Data communication network 20 may be any network or combination of networks of devices that communicate with one another. For example, network 20 can be any one or any combination of a LAN (local area network), WAN (wide area network), telephone network, wireless network, point-to-point network, star network, token ring network, hub network, or other appropriate configuration. As the most common type of computer network in current use is a TCP/IP (Transfer Control Protocol and Internet Protocol) network, such as the global inter-network of networks often referred to as the “Internet” with a capital “I,” that network will be used in many of the examples herein. However, it should be understood that the networks that the present invention might use are not so limited, although TCP/IP is a frequently implemented protocol. As a result, users 17-19 may access the corresponding tenant information 15 and 16 from any location where network access is available.
An example of a tenant may be a company that employs a sales force where each salesperson uses server system 30 to manage their sales process. In this fashion, architecture facilitates Customer Relations Management (CRM). Thus, one or more of users 17-19 may be a salesperson that maintains information that is applicable to that salesperson's sales process and is different from information related to other salespersons' sales process. An example of sales process data may include, without limitation, contact data, leads data, customer follow-up data, performance data, goals and progress data applicable to that salesperson's personal sales process. The sales process information may be stored in tenant data storage 24. To facilitate management of this information, the tenant associated with the salesperson may restrict each salesperson access to specific sales process information. A tenant, however, may be able to view all sale process information for the salespersons associated therewith. This is referred to as a hierarchical data structure in which users at one permission level, in this example a tenant, may have access to applications, data, and database information accessible by a lower permission level user, in this example the salespersons, with the salesperson not having access to certain applications, database information, and data accessible by a user at a higher permission level, the tenant.
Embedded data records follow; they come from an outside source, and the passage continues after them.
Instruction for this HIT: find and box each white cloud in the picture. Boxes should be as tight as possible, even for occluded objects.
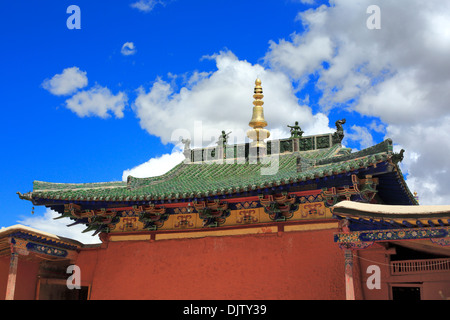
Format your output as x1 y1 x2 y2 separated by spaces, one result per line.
131 0 164 12
122 148 185 181
120 42 136 56
133 51 333 146
18 208 101 244
66 85 128 118
343 125 375 149
42 67 88 96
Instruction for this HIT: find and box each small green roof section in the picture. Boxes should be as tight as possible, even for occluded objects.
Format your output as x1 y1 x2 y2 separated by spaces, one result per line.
18 139 393 202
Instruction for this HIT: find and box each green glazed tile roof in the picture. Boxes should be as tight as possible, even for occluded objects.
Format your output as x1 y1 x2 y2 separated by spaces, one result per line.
27 139 392 201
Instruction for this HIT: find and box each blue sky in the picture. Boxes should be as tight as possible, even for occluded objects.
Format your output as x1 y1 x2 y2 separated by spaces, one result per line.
0 0 450 240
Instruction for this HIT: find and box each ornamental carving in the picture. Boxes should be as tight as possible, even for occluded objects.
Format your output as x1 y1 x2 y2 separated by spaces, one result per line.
193 199 230 227
321 174 378 207
133 204 169 230
259 193 298 221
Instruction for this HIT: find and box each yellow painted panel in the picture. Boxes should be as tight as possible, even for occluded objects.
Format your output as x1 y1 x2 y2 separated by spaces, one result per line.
111 216 144 232
292 202 332 220
109 234 150 241
284 222 338 232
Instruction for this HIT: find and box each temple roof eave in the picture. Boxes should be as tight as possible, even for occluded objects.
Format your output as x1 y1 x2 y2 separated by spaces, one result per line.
18 139 410 204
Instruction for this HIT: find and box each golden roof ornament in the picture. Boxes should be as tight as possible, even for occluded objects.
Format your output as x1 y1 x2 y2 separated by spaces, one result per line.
247 78 270 155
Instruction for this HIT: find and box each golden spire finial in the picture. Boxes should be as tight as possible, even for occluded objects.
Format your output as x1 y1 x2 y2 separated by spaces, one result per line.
247 78 270 156
249 78 267 128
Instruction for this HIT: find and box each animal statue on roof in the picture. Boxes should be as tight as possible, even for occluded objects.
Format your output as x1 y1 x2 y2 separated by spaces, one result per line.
333 119 346 144
287 121 304 138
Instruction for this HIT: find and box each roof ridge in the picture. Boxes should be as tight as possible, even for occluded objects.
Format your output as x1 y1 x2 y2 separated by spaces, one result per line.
316 138 393 165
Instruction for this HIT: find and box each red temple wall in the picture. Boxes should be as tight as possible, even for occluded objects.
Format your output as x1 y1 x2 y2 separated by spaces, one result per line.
76 229 345 299
0 256 9 300
0 256 39 300
355 244 450 300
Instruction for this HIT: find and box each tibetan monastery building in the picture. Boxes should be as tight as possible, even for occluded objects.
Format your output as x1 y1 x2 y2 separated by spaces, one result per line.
0 79 450 300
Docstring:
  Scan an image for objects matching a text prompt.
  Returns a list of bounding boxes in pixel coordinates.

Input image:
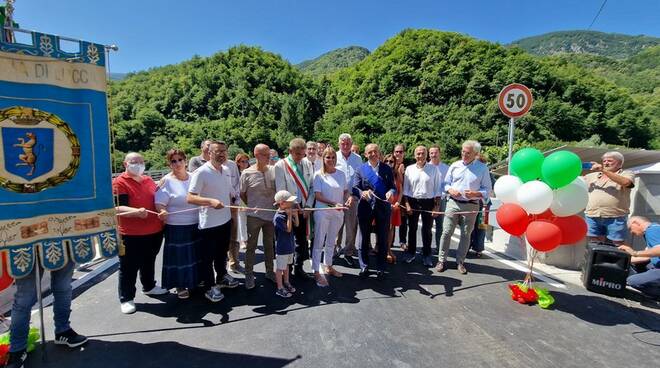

In this fashion, the tenant may access all information that the tenants' user could access, in this example, salespersons; however, the tenant's user, in the present example a salesperson, is not necessarily allowed to access information of the tenant. Similarly, an administrator of the architecture 10 may access and control all information available to each of the tenants, as well as the tenant users associated with each tenant.
Tenant information 15 and 16 may viewed as a collection of objects, such as a set of logical tables, containing data fitted into predefined categories. A “table” is one representation of a data object, and may be used herein to simplify the conceptual description of objects and custom objects according to the present invention. It should be understood that “table” and “object” may be used interchangeably herein. Each table generally contains one or more data categories logically arranged as columns or fields in a viewable schema. Each row or record of a table contains an instance of data for each category defined by the fields. For example, were database 14 a CRM database it would include a table that describes a customer with fields for basic contact information such as name, address, phone number, fax number, etc. Another table might describe a purchase order, including fields for information such as customer, product, sale price, date, etc. In some multi-tenant database systems, standard entity tables might be provided for use by all tenants. For CRM database applications, such standard entities might include tables for Account, Contact, Lead, and Opportunity data, each containing pre-defined fields. It should be understood that the word “entity” may also be used interchangeably herein with “object” and “table”.
To facilitate the hierarchical data structure, virtual portals 11, 12 and 13 each provides the functions to process queries from multiple different users. To this end, virtual portals 11, 12 and 13 facilitates restricting the resources of database 14 that a tenant may provide to users 17-19 associated with the tenant. Each user 17-19 logs into one of virtual portals 11, 12 and 13 to access resources of database 14 through a unique uniform resource locator (URL) or other type of address. Based on the URL and other identifying information associated with users 17-19, architecture 10 may determine the resources of database 14 users 17-19 may access. For example, user 17 communicates with database through virtual portal 11, user 18 communicates with database 14 through virtual portal 12, and user 19 communicates with database through virtual portal 13. It is possible, however, that all users 17-19 may use a common portal, as well. To that end, users desiring to access resources of database 14 employ virtual portals 11, 12 and 13 to validate against the information stored on system 10, corresponding to the user 17-19 requesting access.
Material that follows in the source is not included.